Oge, who retired from the EPA after 32 years of distinguished service, visited the campus recently to talk to students and faculty as part of Engineering Dean Joseph Hartman’s colloquium series. Oge is the author of the book, “Driving the Future: Combating Climate Change with Cleaner, Smarter Cars,” which was published this year by Arcade Publishing in New York.

In her book, Oge gives an insider account of the politics behind the car industry and climate change, and how she helped make possible the Obama Administration’s landmark 2012 deal with auto makers to double the efficiency of vehicles sold in the U.S. market to 54.5 mpg and cut greenhouse gas emissions in half by 2025, thereby saving consumers nearly $2 trillion at the pump. She states that improvements in air quality have resulted in the “prevention of 40,000 premature deaths and hundreds of thousands of cases of respiratory illness annually,” without sacrificing jobs and the country’s economic growth.

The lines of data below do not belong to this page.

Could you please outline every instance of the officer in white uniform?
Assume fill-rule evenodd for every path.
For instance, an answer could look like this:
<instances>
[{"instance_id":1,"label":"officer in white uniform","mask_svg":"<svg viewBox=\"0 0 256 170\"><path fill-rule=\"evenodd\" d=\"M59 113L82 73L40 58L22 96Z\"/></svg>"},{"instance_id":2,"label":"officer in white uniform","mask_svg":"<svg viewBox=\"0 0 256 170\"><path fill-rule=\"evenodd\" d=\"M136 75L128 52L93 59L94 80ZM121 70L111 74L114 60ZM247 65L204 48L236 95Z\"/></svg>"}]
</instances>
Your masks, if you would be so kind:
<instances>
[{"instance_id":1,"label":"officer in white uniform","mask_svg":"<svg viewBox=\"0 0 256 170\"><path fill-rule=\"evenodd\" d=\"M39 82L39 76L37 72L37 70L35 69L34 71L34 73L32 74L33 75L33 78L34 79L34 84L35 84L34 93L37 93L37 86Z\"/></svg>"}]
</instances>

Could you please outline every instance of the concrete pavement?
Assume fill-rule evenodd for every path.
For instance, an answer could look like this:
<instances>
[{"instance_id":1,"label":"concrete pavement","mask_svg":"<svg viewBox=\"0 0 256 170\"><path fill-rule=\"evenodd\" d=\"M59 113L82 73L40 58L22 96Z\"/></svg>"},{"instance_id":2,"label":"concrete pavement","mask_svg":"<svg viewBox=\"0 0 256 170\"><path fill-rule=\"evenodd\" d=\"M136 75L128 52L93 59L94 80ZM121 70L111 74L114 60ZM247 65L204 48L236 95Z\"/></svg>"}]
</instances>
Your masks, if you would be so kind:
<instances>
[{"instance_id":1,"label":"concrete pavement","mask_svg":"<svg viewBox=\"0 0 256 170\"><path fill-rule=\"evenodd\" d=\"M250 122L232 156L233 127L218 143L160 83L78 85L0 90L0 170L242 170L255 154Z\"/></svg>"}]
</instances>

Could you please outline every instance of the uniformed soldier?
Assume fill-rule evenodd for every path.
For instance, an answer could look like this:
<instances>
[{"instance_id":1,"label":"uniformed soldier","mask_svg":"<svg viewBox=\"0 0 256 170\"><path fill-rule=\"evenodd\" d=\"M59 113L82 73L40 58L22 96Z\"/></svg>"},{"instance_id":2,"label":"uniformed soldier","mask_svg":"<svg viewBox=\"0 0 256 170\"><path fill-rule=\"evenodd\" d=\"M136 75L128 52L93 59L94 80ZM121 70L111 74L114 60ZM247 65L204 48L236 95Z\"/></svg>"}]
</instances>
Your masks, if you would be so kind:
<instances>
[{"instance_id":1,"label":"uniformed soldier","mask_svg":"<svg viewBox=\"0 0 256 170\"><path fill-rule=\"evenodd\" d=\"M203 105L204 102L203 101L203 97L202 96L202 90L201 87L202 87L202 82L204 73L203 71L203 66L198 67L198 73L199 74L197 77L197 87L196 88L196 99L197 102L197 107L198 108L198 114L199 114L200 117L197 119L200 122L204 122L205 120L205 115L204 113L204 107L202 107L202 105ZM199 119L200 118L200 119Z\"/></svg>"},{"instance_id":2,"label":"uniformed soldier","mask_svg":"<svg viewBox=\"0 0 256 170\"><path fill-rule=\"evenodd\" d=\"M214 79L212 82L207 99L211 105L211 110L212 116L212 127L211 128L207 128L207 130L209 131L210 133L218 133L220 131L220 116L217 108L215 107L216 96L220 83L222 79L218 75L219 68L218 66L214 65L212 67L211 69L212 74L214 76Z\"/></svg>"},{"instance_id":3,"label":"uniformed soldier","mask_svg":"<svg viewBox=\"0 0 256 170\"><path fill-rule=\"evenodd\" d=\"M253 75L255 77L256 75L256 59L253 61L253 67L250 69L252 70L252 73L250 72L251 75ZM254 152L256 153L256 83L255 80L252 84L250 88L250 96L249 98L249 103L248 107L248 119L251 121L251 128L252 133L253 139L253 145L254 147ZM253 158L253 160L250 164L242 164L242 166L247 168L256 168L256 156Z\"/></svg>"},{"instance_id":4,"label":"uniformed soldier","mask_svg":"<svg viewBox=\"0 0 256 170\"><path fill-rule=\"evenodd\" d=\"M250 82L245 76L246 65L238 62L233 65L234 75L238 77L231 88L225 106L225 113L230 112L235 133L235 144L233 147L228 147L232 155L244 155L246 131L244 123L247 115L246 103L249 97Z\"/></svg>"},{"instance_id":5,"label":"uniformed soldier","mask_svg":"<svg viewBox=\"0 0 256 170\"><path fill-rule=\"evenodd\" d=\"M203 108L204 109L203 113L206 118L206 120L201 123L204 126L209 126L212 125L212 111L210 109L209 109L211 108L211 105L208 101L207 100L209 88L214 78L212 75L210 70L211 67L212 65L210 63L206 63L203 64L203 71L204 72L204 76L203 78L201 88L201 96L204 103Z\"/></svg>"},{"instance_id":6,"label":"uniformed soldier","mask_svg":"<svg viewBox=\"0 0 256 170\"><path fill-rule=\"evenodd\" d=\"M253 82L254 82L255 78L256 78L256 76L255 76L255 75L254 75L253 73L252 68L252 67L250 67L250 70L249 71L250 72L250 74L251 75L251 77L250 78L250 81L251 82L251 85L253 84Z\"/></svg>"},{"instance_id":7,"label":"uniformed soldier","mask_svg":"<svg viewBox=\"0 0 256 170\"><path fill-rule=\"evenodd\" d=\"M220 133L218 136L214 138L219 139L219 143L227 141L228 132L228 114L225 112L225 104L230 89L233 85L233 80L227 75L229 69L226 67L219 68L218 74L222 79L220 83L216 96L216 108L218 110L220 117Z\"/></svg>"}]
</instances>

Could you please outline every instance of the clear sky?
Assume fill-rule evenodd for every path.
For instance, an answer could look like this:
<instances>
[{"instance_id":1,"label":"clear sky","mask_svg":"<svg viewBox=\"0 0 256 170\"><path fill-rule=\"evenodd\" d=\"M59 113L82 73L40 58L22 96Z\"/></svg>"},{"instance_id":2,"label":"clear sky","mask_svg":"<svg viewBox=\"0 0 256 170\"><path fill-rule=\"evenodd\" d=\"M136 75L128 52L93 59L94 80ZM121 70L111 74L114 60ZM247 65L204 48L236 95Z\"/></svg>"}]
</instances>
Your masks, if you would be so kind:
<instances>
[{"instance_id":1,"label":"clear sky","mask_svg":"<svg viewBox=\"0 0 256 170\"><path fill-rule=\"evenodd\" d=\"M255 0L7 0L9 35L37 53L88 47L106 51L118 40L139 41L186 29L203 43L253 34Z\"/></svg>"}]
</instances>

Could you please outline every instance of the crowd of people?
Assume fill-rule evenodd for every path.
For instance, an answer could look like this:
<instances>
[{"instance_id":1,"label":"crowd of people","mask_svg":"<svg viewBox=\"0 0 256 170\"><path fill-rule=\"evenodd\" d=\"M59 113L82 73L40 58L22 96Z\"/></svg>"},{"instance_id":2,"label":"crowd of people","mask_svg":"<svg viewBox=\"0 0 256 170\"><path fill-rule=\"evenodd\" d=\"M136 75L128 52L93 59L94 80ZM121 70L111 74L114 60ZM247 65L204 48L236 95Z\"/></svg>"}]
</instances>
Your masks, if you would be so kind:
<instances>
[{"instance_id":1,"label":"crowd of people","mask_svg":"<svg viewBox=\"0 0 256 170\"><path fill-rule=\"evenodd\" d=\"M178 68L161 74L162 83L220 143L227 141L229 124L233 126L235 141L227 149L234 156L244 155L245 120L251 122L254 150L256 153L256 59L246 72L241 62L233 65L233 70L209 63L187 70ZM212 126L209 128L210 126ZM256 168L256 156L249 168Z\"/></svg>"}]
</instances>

Oge envisions future automobiles that are smarter and safer and can network with other cars.  Driverless and self-parking cars, she believes, will also become commonplace.

During her talk, Oge told the audience that when she first arrived in America from Athens, Greece in 1968, she didn’t speak a word of English. In fact, when she began her study at UMass Lowell, she was placed on academic probation due to her poor performance.

“But I worked hard at it,” Oge told the students. “I said to myself: if things seem impossible, make them possible. Have resilience.” She then went on to receive bachelor’s and master’s degrees in plastics engineering from UMass Lowell in 1972 and 1975, respectively.

Oge is currently vice chairman of the board of DeltaWing Technologies and a board member of the U.S. National Academy of Sciences and sits on a Department of Energy advisory committee on hydrogen and fuel cells. She has also received Presidential Awards from Bill Clinton and George W. Bush and numerous environmental and industry awards.